Don Juan is notorious for the virtuosity demanded throughout the orchestra but amid all the excitement, the captivating oboe solo created an intense moment of peace, one that would be matched later by soprano Erin Wall in September, the second of the songs. The brass section too were extraordinary not just for the fluidity of their big solos – most notably the trumpet solo in Petrushka, but also for their impressive blend; the four unison horns in Don Juan melted together into one clean sound.
Strauss’ Four Last Songs are the reflection of the elderly composer, and his soprano wife, at the end of their lives. Andris Nelsons and Erin Wall created an atmosphere not of melancholy but of quiet rapture, Wall’s creamy tones overlaid with the luxuriant orchestral playing; the voice becoming a member of the orchestra, not a soloist. At times, particularly in the final song, Im Abendrot, she showed impressive musicianship as she allowed her voice to merge into the orchestral texture, with the confidence that she would still be heard. Her sound in the opening song, Frühling, was suffused with light, and in Beim Schalfengehen was a sumptuous outpouring of emotion. In the closing moments of Im Abendrot the composer senses the arrival of death, and greets it not with fear, but with wonder: this was conveyed with magically quiet singing by Wall, against Strauss’ extraordinary orchestral colours – where else do you hear a piccolo duet accompanied by muted tuba?
The brittle, piquant sound of Petrushka offered a refreshing balance to the honeyed richness of the Strauss, which at times threatened to overwhelm me with its sweetness.
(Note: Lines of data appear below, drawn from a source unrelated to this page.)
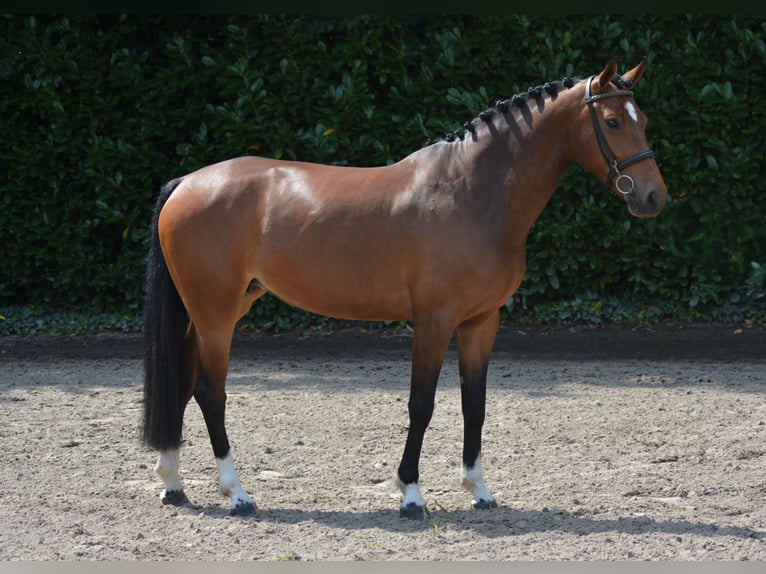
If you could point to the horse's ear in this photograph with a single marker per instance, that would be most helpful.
(635, 74)
(606, 75)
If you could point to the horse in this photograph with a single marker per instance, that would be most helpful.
(437, 239)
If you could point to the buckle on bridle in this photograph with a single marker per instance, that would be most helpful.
(631, 190)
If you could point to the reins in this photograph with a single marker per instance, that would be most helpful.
(622, 179)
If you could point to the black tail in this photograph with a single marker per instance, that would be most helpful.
(165, 324)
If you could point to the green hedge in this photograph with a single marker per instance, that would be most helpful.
(99, 111)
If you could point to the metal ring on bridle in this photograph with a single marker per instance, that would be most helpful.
(631, 184)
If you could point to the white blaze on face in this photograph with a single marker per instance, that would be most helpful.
(632, 111)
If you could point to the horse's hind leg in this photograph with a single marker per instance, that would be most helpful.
(475, 340)
(210, 394)
(167, 466)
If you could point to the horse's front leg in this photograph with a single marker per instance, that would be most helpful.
(429, 346)
(475, 340)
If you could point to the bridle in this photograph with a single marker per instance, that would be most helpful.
(623, 182)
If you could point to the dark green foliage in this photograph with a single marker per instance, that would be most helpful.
(99, 111)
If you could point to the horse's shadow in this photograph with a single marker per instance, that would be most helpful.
(496, 522)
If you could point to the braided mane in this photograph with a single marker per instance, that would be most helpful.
(519, 100)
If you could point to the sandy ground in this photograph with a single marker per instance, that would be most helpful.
(600, 444)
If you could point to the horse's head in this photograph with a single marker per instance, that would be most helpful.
(612, 141)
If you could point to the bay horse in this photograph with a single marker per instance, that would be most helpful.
(437, 239)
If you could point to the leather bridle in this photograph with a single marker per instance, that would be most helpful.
(623, 182)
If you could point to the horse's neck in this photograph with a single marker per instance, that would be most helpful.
(520, 158)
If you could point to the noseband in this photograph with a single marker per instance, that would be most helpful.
(624, 183)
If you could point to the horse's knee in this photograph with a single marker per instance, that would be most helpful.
(420, 410)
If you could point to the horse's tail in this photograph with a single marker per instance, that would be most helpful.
(165, 324)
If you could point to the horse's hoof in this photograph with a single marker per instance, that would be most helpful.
(174, 498)
(242, 509)
(482, 504)
(413, 511)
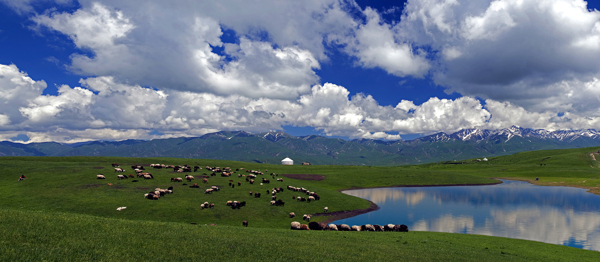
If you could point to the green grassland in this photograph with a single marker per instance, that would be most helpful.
(61, 204)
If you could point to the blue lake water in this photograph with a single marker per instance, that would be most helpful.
(558, 215)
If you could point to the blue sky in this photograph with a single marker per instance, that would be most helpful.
(74, 71)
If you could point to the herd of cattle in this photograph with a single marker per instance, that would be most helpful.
(252, 174)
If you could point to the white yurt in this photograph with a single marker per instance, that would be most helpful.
(287, 161)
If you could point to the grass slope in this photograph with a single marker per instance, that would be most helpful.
(60, 204)
(40, 236)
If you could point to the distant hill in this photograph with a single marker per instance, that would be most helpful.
(271, 147)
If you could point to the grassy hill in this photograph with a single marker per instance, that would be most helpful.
(62, 211)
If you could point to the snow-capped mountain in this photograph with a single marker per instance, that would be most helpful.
(516, 131)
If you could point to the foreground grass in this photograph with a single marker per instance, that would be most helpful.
(37, 236)
(61, 212)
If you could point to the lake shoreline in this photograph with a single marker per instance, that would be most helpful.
(339, 215)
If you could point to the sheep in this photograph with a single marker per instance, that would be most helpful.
(389, 227)
(344, 227)
(403, 228)
(368, 227)
(315, 226)
(295, 225)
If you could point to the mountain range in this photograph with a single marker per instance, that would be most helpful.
(272, 147)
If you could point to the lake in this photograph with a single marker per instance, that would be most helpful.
(552, 214)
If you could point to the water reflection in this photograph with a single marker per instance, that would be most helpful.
(557, 215)
(383, 195)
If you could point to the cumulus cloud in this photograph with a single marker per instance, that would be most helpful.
(163, 49)
(537, 54)
(376, 46)
(104, 108)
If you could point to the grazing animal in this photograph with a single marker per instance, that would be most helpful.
(403, 228)
(344, 227)
(389, 227)
(295, 225)
(315, 226)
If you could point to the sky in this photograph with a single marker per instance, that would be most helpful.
(73, 71)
The opening depiction of the Shrovetide fair was fast and thrilling, driven forwards by relentless strings and Andris Nelsons’ characterful style; he was not so much conductor as the ballet’s puppetmaster. His extreme dramatic gestures – dancing, hopping on one leg, leaning backwards right over the rail, and his exaggerated nonchalance when he stopped beating during the solos could have been hammy were it not for the effect they had on the music, the orchestra picking up every gesture and pouring it into their sound.
As in the Strauss, every individual part was vividly clear, and the solos were all excellent. The quieter inner sections of the ballet, in which the love triangle between the puppets unfolds, mixed some languid, lyrical playing with startling moments of terror that were underpinned by a meaty double-bass section, and the effective vivid jerkiness of the puppets coming to life. Even the simple drum rolls linking the scenes had extra colour added, through perfectly timed crescendos.
By the time the story returns to the fairground, Nelsons, punching the air on the off-beats, had whipped the orchestra into a frenzy, building up from a bass rumble. Like Don Juan, though, Petrushka ends on a sudden mood-change, which was deftly executed, with a miniscule cello tremolo and a tranquil violin solo before the final bassoon flourish. If there was anything missing in this performance it was that Stravinsky’s undercurrent of menace was lost in the frenzy, but it is hard to imagine a better evocation of the tricks and illusions, of the puppet world where no-one is quite sure what is real, and of the intoxicated madness of a Russian winter fair, than that conjured up by the magician Andris Nelsons.